When it comes to Making a Difference in your community, you know you can trust the Hartlepool Mail.
It is Local Newspaper Week, the annual celebration of the part local newspapers and their partner websites play in keeping their communities reliably informed with the latest news, sport and adverts.
This year’s theme is Making a Difference, highlighting the role your local paper plays in reporting the news that matters to you and your family.
From councils to courts, whether it be in the pages of the paper or on our popular website www.hartlepoomail.co.uk, we’re there day in, day out, first with the big stories.
Recently we highlighted the row over a council blunder which saw carpets in a new £4million building having to be ripped up and relaid at a cost of £13,500.
A number of floor coverings in the new Centre for Independent Living were said to be “unsuitable for people with dementia and autism”.
The new building, in Burbank Street, was specifically intended for use by disabled people and had been three years in the planning.
A council spokesman confirmed the carpets were unsuitable for the dementia and autism friendly environment that the authority was seeking to create.
The response from readers was scathing, with was scathing, with dozens of people commenting on the story on the Mail’s website including catalan who said: “Congrats to the Mail for giving this the publicity it deserves. Unbelievable”.
It’s true that justice should not just be done, it should be seen to be done, and we play a vital role in ensuring you know what is happening in the courts.
The horrific killing of vulnerable Angela Wrightson was one of the most disturbing cases in years.
Two teenage girls had denied murdering the 39-year-old alcoholic in her Hartlepool home and a jury at Leeds Crown Court took seven weeks to convict them.
We covered every day of the trial, providing unparalleled and in-depth coverage of a case which raised a number of serious issues.
And just this month we highlighted the case of a former councillor who ripped off more than £137,000 from a community association, forcing it to close, and has been ordered to repay £1.
Angela Wilcox was jailed last year for fraud against the Manor Residents’ Association in Hartlepool, which she managed.
Paul Newcombe, prosecuting, told Teesside Crown Court: “Ms Wilcox has no realisable assets, so we are seeking a nominal order of £1.”

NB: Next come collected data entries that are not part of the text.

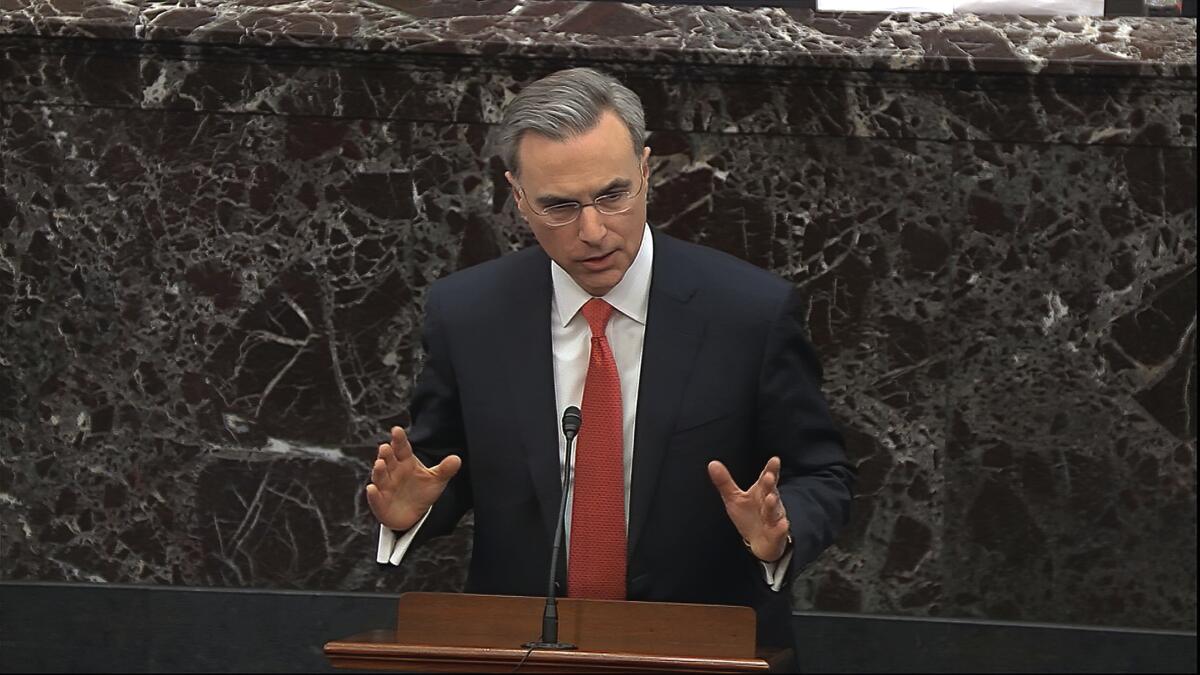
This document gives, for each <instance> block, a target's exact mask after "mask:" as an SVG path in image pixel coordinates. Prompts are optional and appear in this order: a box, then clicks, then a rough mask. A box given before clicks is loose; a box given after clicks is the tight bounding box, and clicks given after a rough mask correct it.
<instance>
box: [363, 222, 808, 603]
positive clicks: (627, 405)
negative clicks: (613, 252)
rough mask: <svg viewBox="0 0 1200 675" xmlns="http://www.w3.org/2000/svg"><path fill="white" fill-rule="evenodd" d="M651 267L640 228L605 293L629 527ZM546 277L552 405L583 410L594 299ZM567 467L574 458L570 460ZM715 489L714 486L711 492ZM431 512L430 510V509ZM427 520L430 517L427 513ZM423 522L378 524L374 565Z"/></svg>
mask: <svg viewBox="0 0 1200 675" xmlns="http://www.w3.org/2000/svg"><path fill="white" fill-rule="evenodd" d="M653 263H654V237H652V235H650V227H649V225H647V226H646V227H644V228H643V229H642V244H641V246H640V247H638V250H637V256H635V257H634V262H632V263H630V265H629V269H628V270H625V276H624V277H622V280H620V281H619V282H618V283H617V285H616V286H613V287H612V289H611V291H608V292H607V293H606V294H605V295H604V298H602V299H604V300H605V301H606V303H608V304H610V305H612V306H613V309H614V310H617V311H614V312H612V317H611V318H610V319H608V325H607V327H606V328H605V336H606V337H607V339H608V345H610V347H611V348H612V356H613V359H614V360H616V362H617V374H618V377H620V407H622V447H623V449H624V455H625V456H624V470H625V471H624V473H625V527H626V528H628V527H629V489H630V485H631V484H632V482H631V480H630V479H631V477H632V472H634V449H635V448H634V430H635V426H636V423H637V386H638V383H640V382H641V375H642V344H643V342H644V340H646V315H647V310H648V309H649V304H650V271H652V269H653ZM550 275H551V281H552V285H553V291H554V292H553V294H552V297H551V306H550V323H551V325H550V329H551V350H552V351H553V356H554V402H556V405H557V410H559V411H562V410H566V407H568V406H580V407H582V401H583V383H584V381H586V380H587V375H588V360H589V357H590V353H592V328H590V327H589V325H588V322H587V319H586V318H583V315H582V313H581V312H580V309H582V307H583V305H584V303H587V301H588V300H590V299H592V295H590V294H589V293H588V292H587V291H584V289H583V288H581V287H580V285H578V283H576V282H575V280H574V279H571V275H569V274H568V273H566V270H564V269H563V268H562V267H559V264H558V263H556V262H553V261H551V263H550ZM565 459H566V440H565V438H564V437H563V435H562V434H559V435H558V464H559V466H562V465H563V462H564V460H565ZM571 468H572V470H574V468H575V458H574V455H572V456H571ZM714 490H715V488H714ZM574 498H575V483H574V480H572V482H571V486H570V489H569V491H568V496H566V522H565V527H566V537H565V539H564V542H565V544H566V548H568V550H570V542H571V504H572V503H574ZM431 510H432V509H431ZM425 518H428V513H426V514H425ZM425 518H422V519H421V520H420V521H419V522H418V524H416V525H415V526H414V527H413V528H412V530H409V531H408V532H406V533H403V534H401V536H397V534H396V533H395V532H392V531H391V530H390V528H388V527H384V526H382V525H380V526H379V549H378V554H377V556H376V558H377V561H378V562H390V563H392V565H400V561H401V560H402V558H403V556H404V552H406V551H407V550H408V546H409V544H410V543H412V540H413V537H414V536H415V534H416V531H418V530H420V528H421V525H422V524H424V522H425ZM791 555H792V554H791V551H788V552H787V554H786V555H785V556H784V558H781V560H780V561H778V562H774V563H767V562H764V563H763V568H764V572H766V574H767V583H768V584H770V586H772V589H774V590H776V591H778V590H779V589H780V587H781V586H782V583H784V571H786V569H787V563H788V561H790V560H791Z"/></svg>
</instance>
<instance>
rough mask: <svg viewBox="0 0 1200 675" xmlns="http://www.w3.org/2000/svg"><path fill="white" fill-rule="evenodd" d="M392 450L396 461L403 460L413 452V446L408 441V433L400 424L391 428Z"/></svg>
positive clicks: (391, 439) (411, 453)
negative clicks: (400, 427) (401, 427)
mask: <svg viewBox="0 0 1200 675" xmlns="http://www.w3.org/2000/svg"><path fill="white" fill-rule="evenodd" d="M391 452H392V454H394V455H395V456H396V461H403V460H406V459H408V458H409V456H410V455H412V454H413V446H412V444H410V443H409V442H408V434H404V430H403V429H401V428H400V426H392V428H391Z"/></svg>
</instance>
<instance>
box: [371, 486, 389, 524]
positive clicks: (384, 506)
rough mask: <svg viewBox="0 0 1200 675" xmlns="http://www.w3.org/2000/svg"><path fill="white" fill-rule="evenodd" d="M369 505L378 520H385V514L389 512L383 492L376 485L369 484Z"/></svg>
mask: <svg viewBox="0 0 1200 675" xmlns="http://www.w3.org/2000/svg"><path fill="white" fill-rule="evenodd" d="M367 506H370V507H371V513H373V514H374V516H376V519H377V520H383V516H384V514H386V513H388V509H386V503H385V501H384V498H383V492H380V491H379V488H377V486H376V485H367Z"/></svg>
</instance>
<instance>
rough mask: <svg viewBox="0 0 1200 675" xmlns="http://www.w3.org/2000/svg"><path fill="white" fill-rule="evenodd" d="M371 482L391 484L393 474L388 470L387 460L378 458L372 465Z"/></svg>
mask: <svg viewBox="0 0 1200 675" xmlns="http://www.w3.org/2000/svg"><path fill="white" fill-rule="evenodd" d="M380 447H382V446H380ZM371 482H372V483H374V484H376V485H391V476H390V474H389V472H388V462H386V461H384V460H382V459H377V460H376V462H374V464H373V465H372V466H371Z"/></svg>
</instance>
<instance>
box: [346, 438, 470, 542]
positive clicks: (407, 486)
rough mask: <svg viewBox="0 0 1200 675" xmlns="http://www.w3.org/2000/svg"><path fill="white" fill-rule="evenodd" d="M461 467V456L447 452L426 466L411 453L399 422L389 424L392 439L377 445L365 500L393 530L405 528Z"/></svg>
mask: <svg viewBox="0 0 1200 675" xmlns="http://www.w3.org/2000/svg"><path fill="white" fill-rule="evenodd" d="M461 467H462V458H460V456H458V455H449V456H446V458H445V459H443V460H442V462H439V464H438V465H437V466H434V467H433V468H427V467H426V466H425V465H424V464H421V460H419V459H416V455H414V454H413V446H410V444H409V443H408V436H407V435H406V434H404V430H403V429H401V428H400V426H392V428H391V443H384V444H382V446H379V456H378V458H377V459H376V462H374V466H372V467H371V484H370V485H367V503H368V504H370V506H371V513H373V514H374V516H376V518H377V519H379V522H382V524H383V525H384V526H386V527H390V528H392V530H400V531H403V530H408V528H410V527H412V526H414V525H416V522H418V521H419V520H420V519H421V518H422V516H424V515H425V512H427V510H428V509H430V507H431V506H433V502H436V501H438V497H440V496H442V492H443V491H444V490H445V488H446V483H449V482H450V479H451V478H454V476H455V473H458V470H460V468H461Z"/></svg>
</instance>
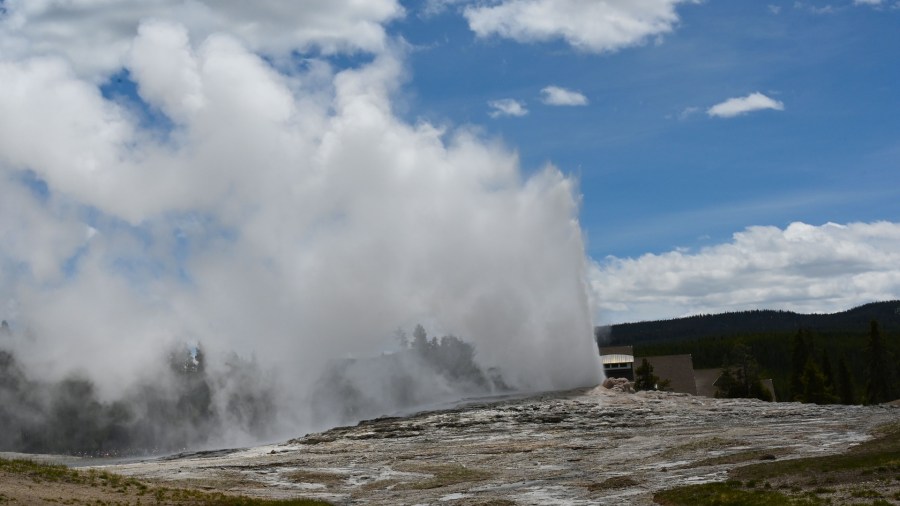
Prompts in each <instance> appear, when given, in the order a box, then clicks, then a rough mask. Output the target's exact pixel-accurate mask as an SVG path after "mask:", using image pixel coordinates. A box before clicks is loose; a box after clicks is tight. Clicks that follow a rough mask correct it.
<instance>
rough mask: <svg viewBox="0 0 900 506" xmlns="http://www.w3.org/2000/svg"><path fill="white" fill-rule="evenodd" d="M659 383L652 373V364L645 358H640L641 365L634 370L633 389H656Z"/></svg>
mask: <svg viewBox="0 0 900 506" xmlns="http://www.w3.org/2000/svg"><path fill="white" fill-rule="evenodd" d="M658 384H659V377H658V376H656V375H655V374H653V366H652V365H650V362H647V359H646V358H645V359H642V360H641V365H640V366H638V368H637V369H635V370H634V389H635V390H656V388H657V385H658Z"/></svg>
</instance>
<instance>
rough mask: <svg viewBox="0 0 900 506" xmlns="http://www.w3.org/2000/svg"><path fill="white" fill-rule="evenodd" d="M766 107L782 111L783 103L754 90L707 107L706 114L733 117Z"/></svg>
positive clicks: (715, 116)
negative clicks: (744, 93)
mask: <svg viewBox="0 0 900 506" xmlns="http://www.w3.org/2000/svg"><path fill="white" fill-rule="evenodd" d="M766 109H770V110H773V111H783V110H784V103H783V102H780V101H778V100H775V99H773V98H769V97H767V96H765V95H763V94H762V93H759V92H754V93H751V94H749V95H747V96H746V97H735V98H729V99H728V100H726V101H724V102H721V103H718V104H716V105H714V106H712V107H710V108H709V109H707V111H706V114H708V115H709V116H713V117H718V118H733V117H735V116H741V115H744V114H747V113H751V112H754V111H763V110H766Z"/></svg>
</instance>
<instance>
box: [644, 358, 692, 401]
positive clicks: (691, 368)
mask: <svg viewBox="0 0 900 506" xmlns="http://www.w3.org/2000/svg"><path fill="white" fill-rule="evenodd" d="M644 359H647V362H650V365H651V366H653V374H654V375H656V376H658V377H659V379H660V381H663V380H669V389H670V390H672V391H673V392H680V393H684V394H691V395H697V384H696V382H695V381H694V360H693V358H691V356H690V355H664V356H658V357H637V358H635V359H634V366H635V368H637V367H640V364H641V363H642V361H643V360H644Z"/></svg>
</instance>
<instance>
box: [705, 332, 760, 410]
mask: <svg viewBox="0 0 900 506" xmlns="http://www.w3.org/2000/svg"><path fill="white" fill-rule="evenodd" d="M723 366H724V367H723V369H722V376H721V377H720V378H719V380H718V382H717V383H716V384H717V388H716V397H725V398H732V399H734V398H751V399H760V400H763V401H770V402H771V401H772V400H773V398H772V393H771V392H769V391H768V389H766V388H765V387H764V386H763V383H762V379H761V378H760V369H759V364H758V363H757V362H756V359H755V358H754V357H753V355H752V353H751V352H750V348H749V347H748V346H747V345H745V344H743V343H737V344H735V345H734V347H733V348H732V349H731V352H730V353H728V355H726V358H725V363H724V364H723Z"/></svg>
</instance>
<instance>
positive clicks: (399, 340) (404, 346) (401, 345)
mask: <svg viewBox="0 0 900 506" xmlns="http://www.w3.org/2000/svg"><path fill="white" fill-rule="evenodd" d="M394 339H396V340H397V344H399V345H400V348H402V349H404V350H405V349H406V348H409V336H407V335H406V331H405V330H403V327H397V330H396V331H395V332H394Z"/></svg>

One of the most important roles of any newspaper is keeping an eye on our local services and we have used the Freedom of Information Act to uncover a wide range of issues of local concern.
Recently we revealed that Hartlepool Borough Council was still owed millions of pounds in Council Tax arrears.
At the end of the last financial year, the authority was owed a whopping £3,032,992.64 in unpaid tax.
Over the past three years, the council had issued 34,485 summonses for non-payment of a total of £10,512,439.
Independent councillor Paul Thompson said the figure was evidence that residents in the borough were facing increasing financial difficulty.
“The high figures reflects the state of the economy at the moment,” he said. “People are struggling. They are struggling to pay all their bills, not just Council Tax.”